Search code examples
javascriptjqueryapify

Get all the texts in h2 and return an array readable (via APIFY)


I'm using "Web scraper apify" to scrap some data from a website. The goal is to get all the texts in H2 and return an array of them. My problem is when I returned the array.
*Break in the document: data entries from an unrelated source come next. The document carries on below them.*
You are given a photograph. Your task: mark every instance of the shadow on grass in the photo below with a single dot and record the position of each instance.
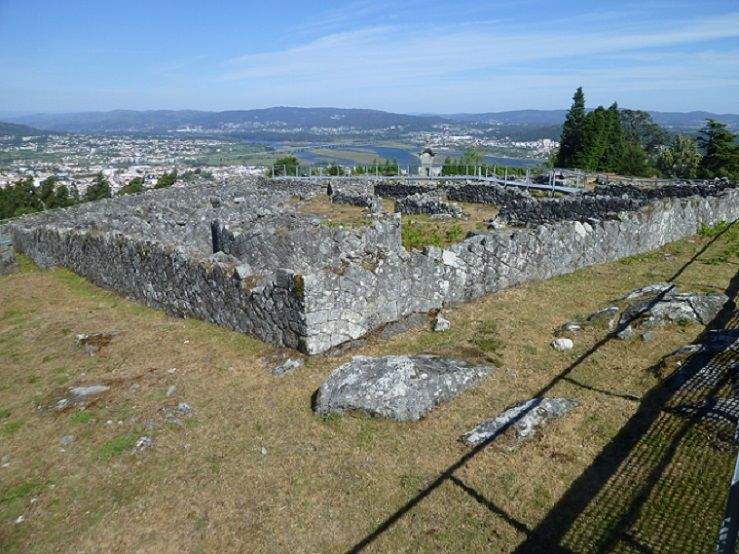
(621, 507)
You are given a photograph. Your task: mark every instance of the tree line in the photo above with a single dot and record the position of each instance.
(629, 142)
(23, 197)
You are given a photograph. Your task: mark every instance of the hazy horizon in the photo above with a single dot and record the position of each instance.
(418, 57)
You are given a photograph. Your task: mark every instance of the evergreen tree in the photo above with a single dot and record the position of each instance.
(639, 127)
(570, 141)
(615, 142)
(633, 160)
(681, 159)
(592, 138)
(99, 189)
(721, 153)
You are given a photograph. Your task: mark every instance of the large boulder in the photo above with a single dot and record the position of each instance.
(404, 388)
(8, 263)
(524, 418)
(674, 307)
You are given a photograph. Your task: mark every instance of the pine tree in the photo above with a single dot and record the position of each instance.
(721, 154)
(570, 141)
(593, 137)
(681, 159)
(615, 142)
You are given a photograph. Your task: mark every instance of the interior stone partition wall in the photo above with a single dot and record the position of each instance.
(157, 248)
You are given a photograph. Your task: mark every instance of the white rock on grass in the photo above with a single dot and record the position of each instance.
(441, 324)
(287, 367)
(562, 344)
(404, 388)
(524, 418)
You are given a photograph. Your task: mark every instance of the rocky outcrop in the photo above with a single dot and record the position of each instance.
(354, 193)
(296, 280)
(404, 388)
(674, 306)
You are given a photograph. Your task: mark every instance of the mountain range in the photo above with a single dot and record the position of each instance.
(290, 118)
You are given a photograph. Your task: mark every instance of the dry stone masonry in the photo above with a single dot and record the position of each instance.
(245, 256)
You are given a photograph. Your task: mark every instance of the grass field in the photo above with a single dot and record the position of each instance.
(251, 469)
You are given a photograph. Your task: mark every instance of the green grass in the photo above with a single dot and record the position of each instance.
(11, 428)
(117, 446)
(416, 234)
(16, 497)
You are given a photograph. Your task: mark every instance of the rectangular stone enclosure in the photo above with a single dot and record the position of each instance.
(249, 256)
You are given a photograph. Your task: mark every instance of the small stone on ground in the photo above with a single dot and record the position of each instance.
(562, 344)
(525, 418)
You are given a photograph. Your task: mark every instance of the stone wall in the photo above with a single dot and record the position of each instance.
(304, 243)
(170, 279)
(355, 193)
(401, 190)
(669, 190)
(481, 193)
(347, 306)
(428, 204)
(156, 247)
(580, 207)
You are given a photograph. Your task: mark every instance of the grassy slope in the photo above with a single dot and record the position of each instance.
(324, 483)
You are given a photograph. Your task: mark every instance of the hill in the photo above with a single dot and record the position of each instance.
(677, 121)
(129, 121)
(17, 130)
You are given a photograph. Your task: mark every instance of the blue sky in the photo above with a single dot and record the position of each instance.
(413, 56)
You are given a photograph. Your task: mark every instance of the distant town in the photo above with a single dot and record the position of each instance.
(76, 159)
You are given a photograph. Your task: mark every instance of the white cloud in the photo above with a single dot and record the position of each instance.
(399, 55)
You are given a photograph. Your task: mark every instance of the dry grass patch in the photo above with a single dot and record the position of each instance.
(252, 470)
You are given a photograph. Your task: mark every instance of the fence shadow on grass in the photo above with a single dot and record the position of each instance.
(597, 478)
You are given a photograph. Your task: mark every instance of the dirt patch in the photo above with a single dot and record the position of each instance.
(250, 468)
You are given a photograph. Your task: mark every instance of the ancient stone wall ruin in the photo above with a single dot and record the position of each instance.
(300, 280)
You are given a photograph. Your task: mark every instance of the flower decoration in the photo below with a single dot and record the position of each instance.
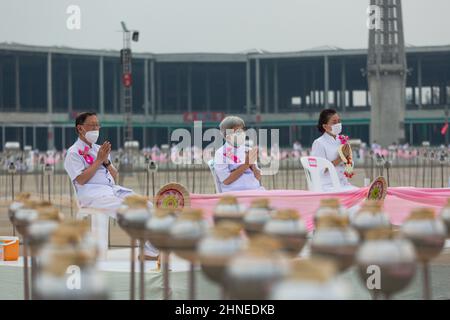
(348, 160)
(87, 157)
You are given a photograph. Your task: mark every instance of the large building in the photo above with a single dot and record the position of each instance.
(42, 89)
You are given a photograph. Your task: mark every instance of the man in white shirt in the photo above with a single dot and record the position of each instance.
(92, 173)
(236, 168)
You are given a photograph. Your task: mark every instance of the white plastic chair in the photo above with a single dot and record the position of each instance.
(216, 179)
(314, 167)
(99, 224)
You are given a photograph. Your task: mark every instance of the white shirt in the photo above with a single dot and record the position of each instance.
(327, 147)
(101, 184)
(228, 158)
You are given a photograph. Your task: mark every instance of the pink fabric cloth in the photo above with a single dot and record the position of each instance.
(398, 203)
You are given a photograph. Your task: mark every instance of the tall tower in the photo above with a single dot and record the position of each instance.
(386, 71)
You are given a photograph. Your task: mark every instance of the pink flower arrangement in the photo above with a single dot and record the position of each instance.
(229, 153)
(343, 139)
(87, 157)
(349, 165)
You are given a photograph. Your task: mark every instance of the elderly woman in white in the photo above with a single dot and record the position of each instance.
(234, 165)
(327, 145)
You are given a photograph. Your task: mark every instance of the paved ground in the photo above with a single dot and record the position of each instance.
(116, 275)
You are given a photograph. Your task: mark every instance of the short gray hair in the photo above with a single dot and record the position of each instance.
(230, 122)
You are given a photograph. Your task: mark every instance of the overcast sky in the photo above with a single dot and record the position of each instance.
(213, 25)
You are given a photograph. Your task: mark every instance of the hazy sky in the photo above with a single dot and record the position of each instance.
(214, 26)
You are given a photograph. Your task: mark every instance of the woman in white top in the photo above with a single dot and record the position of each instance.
(327, 145)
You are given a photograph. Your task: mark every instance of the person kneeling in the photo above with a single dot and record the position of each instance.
(234, 166)
(92, 173)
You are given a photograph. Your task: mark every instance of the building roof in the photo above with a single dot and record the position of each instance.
(215, 57)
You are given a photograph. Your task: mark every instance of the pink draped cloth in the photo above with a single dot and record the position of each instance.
(398, 203)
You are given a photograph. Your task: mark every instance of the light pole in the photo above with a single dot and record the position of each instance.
(125, 56)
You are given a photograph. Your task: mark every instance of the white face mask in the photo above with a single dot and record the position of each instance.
(336, 128)
(92, 136)
(237, 139)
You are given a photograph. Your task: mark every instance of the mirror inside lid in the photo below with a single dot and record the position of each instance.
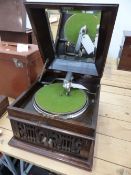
(73, 37)
(76, 40)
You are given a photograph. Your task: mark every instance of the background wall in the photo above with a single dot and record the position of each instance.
(123, 21)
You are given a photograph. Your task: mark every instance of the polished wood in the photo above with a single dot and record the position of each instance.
(12, 16)
(71, 141)
(18, 37)
(18, 69)
(114, 160)
(124, 62)
(3, 104)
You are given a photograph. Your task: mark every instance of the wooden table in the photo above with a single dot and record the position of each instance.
(113, 139)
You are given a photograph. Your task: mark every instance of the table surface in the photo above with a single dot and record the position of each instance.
(113, 139)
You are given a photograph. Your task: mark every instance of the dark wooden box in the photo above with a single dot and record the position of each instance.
(3, 104)
(69, 140)
(18, 70)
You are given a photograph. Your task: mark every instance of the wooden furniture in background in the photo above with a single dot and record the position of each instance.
(124, 62)
(3, 104)
(18, 37)
(18, 70)
(71, 141)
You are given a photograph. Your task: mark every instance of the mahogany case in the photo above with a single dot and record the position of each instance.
(69, 140)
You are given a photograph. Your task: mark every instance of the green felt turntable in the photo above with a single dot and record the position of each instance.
(53, 100)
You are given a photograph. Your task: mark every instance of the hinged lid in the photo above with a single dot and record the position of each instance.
(82, 38)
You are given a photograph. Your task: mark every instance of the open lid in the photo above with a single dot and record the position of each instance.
(83, 34)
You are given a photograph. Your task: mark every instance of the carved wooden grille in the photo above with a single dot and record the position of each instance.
(51, 139)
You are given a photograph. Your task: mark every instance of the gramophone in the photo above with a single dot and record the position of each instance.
(57, 116)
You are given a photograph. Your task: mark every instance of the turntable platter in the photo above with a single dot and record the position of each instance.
(52, 99)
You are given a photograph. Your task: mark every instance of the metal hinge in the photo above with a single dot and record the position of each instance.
(18, 63)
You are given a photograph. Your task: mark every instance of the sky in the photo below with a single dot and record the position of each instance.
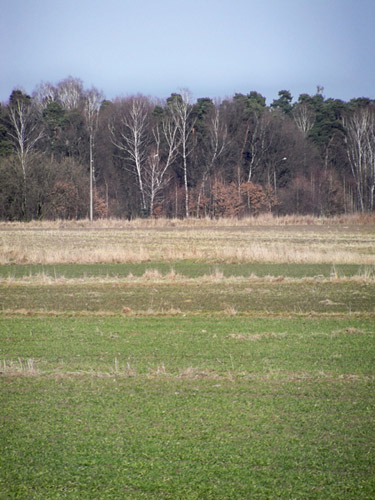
(214, 48)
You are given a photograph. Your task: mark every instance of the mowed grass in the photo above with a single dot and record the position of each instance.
(187, 362)
(243, 296)
(187, 408)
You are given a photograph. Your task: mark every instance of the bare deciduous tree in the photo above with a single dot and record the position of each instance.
(360, 143)
(131, 137)
(70, 93)
(304, 117)
(157, 166)
(24, 134)
(181, 109)
(93, 101)
(217, 140)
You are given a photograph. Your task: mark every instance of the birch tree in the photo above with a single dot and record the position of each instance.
(157, 166)
(216, 143)
(24, 133)
(181, 111)
(131, 137)
(93, 100)
(70, 92)
(360, 146)
(304, 117)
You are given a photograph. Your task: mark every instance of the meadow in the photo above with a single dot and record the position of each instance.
(188, 359)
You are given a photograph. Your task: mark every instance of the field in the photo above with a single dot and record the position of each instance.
(188, 359)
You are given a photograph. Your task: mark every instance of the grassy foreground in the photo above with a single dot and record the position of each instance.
(187, 408)
(214, 378)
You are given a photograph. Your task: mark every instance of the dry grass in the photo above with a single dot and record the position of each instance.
(261, 220)
(265, 239)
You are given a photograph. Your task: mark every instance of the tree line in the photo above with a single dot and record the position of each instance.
(67, 152)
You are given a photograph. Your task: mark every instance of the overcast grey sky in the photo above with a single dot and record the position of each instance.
(213, 47)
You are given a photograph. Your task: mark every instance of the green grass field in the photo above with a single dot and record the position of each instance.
(187, 380)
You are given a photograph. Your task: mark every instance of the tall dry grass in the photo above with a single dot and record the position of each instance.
(261, 220)
(265, 239)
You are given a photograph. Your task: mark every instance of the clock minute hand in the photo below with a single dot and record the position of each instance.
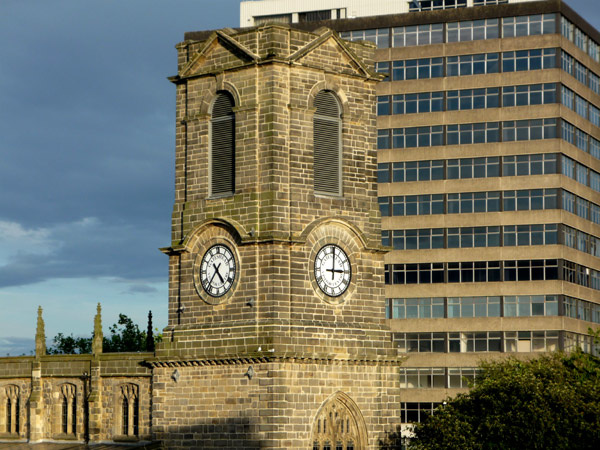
(217, 273)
This one is not correct and not usable because it separates all the letters of the different scrapped texts.

I tried to write this code (javascript and jquery including):

function pageFunction() {
  const results = []

  $('h2').map(function() {
    results.push($(this).text());
  });

  return results;
}

console.log(pageFunction());
<h2>Heading One</h2>
<h2>Heading Two</h2>
<h2>Heading Three</h2>

<script src="https://cdnjs.cloudflare.com/ajax/libs/jquery/3.3.1/jquery.min.js"></script>

And I have this result when I export in JSON

[{
  "0": "M",
  "1": "u",
  "2": "t",
  "3": "i",
  "4": "n",
  "5": "y"
},
{
  "0": "G",
  "1": "r",
  "2": "o",
  "3": "w",
  "4": "S",
  "5": "u",
  "6": "m",
  "7": "o"
},
{
  "0": "C",
  "1": "u",
  "2": "s",
  "3": "t",
  "4": "o",
  "5": "m",
  "6": "e",
  "7": "r",
  "8": ".",
  "9": "i",
  "10": "o"
}]

I would like something like


[{
"tool": "Mutiny"
},
{
"tool": "Growsumo"
},
{
"tool":"customer.io"
}]

Solution

  • Regardless of the cause of the string being split to a character array, to get the desired output, change the map so that it returns the object that you want, rather than just the text:

    .map((i, e) => $(e).text())
    

    gives you an array of the text, but you want an array of { tool: <text> }, so:

    .map((i, e) => { return { tool : $(e).text() } })
    

    (note: jquery .map() requires .get() at the end to convert to a "true" array)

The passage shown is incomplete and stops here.